If studies report the rate of intention to vaccinate instead of actual vaccination behaviour (vaccination uptake), this data will be reported instead. Separate analysis for vaccination and intention to vaccinate will be conducted. If studies report both vaccination rate and intervention to vaccinate rate, then the actual vaccination rate will be used.
If sufficient statistical information is provided by included studies, a meta-analysis will be conducted to establish the pooled and weighted size of the effect of digital interventions in increasing flu vaccination amongst pregnant women. Standardised study effect sizes, using standardised mean differences (with 95% confidence intervals) will be calculated for the increase of flu vaccination rates in digital intervention conditions, compared to other intervention types or control/comparison conditions, using a random-effects meta-analysis model, where the statistical information provided allows. It applicable, separate meta-analyses will be conducted for vaccination intention and actual vaccination uptake. In studies where insufficient statistical information is include, study authors will be contacted to ask for further information. If no further information is provided then the study will be excluded from the meta-analysis.
Heterogeneity
As it is anticipated that interventions within included studies will differ, random effects model will be used for the meta-analysis. Heterogeneity between studies will be assessed using the chi-squared statistic and I2, to examine what percentage of variability between studies is due to heterogeneity rather than chance. Where I2 is over 40% moderate heterogeneity between studies is indicated (17).
Subgroup analysis
If sufficient studies are included, and there is sufficient variation between the types of digital intervention used to try to increase flu vaccination amongst pregnant women, subgroup analysis will be performed to determine which type of digital intervention (for example, comparing text messages, mobile apps, websites) has the greater effect on increasing flu vaccination amongst pregnant women.
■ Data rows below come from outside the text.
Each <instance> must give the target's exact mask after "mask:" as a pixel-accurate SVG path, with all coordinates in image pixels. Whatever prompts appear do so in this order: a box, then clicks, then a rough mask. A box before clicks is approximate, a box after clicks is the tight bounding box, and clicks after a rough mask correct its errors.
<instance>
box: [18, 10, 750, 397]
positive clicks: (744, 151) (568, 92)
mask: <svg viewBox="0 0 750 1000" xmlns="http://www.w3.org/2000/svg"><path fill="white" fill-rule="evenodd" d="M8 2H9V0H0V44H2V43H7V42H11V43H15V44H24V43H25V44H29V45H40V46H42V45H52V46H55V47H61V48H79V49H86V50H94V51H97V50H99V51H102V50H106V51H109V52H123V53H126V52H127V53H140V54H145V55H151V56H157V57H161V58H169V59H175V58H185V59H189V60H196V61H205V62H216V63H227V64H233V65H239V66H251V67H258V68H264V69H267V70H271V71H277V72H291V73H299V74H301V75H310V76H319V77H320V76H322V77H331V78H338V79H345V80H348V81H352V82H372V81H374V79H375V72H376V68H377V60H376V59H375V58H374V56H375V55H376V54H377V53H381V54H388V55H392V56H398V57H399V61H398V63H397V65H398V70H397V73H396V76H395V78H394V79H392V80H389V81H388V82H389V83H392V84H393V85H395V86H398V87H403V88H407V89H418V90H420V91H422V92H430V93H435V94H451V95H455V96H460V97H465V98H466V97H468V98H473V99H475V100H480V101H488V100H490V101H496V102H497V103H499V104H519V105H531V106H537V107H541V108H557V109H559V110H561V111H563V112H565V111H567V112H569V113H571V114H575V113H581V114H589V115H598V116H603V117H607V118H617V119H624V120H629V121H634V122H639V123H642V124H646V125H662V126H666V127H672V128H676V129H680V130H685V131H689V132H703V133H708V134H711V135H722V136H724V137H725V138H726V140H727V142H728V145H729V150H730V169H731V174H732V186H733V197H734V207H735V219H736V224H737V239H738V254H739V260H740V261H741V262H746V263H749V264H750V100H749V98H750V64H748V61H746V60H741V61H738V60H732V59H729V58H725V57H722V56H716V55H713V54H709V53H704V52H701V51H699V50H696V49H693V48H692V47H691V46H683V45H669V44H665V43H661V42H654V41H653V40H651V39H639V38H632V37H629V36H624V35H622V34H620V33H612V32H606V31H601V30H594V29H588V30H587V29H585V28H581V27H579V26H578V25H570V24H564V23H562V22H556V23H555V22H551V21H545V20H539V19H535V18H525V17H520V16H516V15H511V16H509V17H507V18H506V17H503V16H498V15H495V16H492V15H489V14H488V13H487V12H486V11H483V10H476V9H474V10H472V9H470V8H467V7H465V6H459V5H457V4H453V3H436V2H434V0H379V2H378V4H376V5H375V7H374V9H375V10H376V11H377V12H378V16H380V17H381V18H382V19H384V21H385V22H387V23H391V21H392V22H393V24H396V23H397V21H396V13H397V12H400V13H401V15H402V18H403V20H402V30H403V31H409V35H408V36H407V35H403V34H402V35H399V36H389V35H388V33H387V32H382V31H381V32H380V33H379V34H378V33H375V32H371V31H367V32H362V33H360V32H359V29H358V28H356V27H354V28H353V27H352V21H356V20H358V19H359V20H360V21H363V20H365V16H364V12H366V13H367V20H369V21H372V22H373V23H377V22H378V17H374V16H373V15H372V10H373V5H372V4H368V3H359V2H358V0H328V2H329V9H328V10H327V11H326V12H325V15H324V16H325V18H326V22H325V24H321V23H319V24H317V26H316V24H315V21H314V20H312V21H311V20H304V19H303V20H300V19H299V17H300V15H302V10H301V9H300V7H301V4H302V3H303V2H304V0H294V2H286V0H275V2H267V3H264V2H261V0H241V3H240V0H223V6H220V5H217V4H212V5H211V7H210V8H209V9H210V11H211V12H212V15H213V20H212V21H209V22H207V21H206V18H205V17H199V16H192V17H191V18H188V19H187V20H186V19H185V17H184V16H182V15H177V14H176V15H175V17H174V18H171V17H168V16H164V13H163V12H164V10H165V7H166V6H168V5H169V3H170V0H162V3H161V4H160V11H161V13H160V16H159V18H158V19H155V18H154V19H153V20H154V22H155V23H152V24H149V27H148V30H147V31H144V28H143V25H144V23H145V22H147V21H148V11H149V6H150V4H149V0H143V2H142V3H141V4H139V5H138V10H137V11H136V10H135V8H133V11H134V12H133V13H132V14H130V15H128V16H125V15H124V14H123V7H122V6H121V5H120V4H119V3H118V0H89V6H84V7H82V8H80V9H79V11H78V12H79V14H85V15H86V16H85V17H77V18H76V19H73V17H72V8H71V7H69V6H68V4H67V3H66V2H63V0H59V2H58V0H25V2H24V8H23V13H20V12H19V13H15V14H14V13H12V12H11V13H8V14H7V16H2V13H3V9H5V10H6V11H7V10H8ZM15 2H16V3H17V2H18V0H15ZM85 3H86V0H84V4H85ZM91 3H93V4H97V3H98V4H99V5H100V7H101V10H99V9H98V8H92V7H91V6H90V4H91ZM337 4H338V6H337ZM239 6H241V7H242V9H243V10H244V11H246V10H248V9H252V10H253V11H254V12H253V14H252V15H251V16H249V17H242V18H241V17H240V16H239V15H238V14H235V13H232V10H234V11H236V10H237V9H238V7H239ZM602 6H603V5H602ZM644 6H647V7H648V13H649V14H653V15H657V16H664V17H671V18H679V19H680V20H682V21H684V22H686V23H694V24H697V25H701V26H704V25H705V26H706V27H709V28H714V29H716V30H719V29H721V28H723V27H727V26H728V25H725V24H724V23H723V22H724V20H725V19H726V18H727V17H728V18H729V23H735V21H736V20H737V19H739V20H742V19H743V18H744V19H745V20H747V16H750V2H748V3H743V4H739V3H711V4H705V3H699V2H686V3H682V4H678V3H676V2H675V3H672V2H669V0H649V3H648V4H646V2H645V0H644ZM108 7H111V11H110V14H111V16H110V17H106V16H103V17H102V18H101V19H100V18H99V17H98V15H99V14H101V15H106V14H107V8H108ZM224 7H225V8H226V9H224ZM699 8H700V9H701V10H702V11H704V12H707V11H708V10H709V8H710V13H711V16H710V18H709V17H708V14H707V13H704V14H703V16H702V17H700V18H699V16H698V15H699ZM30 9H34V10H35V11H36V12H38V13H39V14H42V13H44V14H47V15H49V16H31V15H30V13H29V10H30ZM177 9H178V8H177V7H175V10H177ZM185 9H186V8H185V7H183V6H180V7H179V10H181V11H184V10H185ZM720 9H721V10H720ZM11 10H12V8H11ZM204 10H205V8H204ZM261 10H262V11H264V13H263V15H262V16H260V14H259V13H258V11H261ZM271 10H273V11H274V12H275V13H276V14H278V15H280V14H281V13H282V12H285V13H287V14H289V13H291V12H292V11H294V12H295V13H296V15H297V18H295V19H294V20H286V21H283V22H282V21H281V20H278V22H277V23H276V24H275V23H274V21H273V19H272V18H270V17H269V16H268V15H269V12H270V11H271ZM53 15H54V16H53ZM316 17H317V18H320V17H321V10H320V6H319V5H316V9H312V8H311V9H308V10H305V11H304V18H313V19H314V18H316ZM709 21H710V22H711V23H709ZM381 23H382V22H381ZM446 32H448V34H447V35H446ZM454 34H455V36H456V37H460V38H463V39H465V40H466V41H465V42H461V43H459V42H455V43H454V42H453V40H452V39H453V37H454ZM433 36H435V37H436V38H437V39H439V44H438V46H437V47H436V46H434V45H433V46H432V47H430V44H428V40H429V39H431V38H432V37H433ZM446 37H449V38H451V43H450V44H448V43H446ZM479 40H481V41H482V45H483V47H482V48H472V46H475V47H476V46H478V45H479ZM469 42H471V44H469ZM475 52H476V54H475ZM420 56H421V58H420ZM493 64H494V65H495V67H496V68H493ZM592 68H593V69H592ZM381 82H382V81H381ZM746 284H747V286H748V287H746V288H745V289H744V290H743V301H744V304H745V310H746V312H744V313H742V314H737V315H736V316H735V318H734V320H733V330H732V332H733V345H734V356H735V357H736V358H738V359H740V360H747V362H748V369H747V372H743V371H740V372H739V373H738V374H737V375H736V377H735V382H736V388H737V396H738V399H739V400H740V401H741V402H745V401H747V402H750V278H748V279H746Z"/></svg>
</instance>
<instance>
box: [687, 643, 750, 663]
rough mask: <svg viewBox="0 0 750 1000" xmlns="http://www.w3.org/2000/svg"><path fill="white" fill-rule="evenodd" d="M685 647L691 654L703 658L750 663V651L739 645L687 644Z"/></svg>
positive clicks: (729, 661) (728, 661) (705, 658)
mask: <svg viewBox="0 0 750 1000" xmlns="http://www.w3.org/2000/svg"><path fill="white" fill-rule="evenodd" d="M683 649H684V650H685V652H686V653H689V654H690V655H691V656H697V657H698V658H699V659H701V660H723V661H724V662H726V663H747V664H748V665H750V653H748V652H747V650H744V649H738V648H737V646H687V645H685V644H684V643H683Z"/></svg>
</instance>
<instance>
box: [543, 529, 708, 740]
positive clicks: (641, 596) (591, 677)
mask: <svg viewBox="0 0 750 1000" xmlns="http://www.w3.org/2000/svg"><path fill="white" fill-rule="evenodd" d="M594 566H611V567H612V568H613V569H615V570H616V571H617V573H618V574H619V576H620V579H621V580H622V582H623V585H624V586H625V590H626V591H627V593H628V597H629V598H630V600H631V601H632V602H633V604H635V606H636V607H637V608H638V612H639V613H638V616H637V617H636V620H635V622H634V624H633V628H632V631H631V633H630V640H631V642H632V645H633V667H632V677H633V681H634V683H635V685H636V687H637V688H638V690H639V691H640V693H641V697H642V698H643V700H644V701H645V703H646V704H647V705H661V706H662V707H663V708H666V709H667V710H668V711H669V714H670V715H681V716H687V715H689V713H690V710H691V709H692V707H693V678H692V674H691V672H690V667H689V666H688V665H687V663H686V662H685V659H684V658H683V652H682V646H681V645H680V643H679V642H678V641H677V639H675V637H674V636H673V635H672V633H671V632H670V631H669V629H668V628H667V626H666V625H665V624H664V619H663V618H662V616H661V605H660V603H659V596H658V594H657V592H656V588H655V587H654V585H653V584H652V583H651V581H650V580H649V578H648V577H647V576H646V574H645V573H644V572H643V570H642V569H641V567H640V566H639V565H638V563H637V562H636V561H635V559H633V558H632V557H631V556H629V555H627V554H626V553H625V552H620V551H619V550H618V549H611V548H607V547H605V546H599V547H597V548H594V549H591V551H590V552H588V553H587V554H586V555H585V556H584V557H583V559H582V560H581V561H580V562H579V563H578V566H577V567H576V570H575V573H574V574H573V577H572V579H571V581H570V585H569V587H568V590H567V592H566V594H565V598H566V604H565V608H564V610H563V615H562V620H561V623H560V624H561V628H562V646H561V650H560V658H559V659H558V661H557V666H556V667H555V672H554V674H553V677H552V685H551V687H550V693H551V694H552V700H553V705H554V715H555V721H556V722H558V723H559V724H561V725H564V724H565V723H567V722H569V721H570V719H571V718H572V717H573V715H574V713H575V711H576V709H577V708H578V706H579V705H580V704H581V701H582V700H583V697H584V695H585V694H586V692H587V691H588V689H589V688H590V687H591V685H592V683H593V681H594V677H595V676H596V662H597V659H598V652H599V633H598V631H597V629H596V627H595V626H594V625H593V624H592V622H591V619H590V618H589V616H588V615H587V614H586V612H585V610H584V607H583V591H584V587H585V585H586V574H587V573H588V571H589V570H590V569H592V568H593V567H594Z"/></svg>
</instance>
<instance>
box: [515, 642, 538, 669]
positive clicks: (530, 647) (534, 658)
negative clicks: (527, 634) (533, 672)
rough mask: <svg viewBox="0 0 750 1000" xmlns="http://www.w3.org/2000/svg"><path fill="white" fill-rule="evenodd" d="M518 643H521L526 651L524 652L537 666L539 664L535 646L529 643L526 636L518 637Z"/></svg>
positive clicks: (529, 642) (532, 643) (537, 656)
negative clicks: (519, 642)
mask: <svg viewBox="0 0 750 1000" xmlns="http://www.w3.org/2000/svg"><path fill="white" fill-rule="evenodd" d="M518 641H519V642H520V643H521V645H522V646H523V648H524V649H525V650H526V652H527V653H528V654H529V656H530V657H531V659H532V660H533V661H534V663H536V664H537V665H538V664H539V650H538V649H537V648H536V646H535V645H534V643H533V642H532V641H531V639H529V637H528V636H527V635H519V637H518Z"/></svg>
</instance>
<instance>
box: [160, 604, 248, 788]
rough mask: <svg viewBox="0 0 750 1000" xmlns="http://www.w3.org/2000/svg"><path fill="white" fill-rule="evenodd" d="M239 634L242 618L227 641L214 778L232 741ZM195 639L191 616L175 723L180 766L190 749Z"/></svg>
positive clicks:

If there are sufficient studies, and sufficient variation between studies, additional sub-group analysis will be performed to determine the rate of self-reported flu vaccination verses validated flu vaccination (from medical records). This will be compared with the combined rate of flu vaccination, to determine if there is any difference between the rate depending on the way it is measured.
If there is sufficient variation in the risk of bias ratings of included studies, sensitivity analysis will be performed to determine whether results of the meta-analysis would change if high-risk studies were removed from the analysis.
Publication Bias
Funnel plots will be examined to identify the presence of publication bias. If missing studies as a result of publication bias are detected, a Trim and Fill analysis will be completed to account for the missing studies in the effect size (18).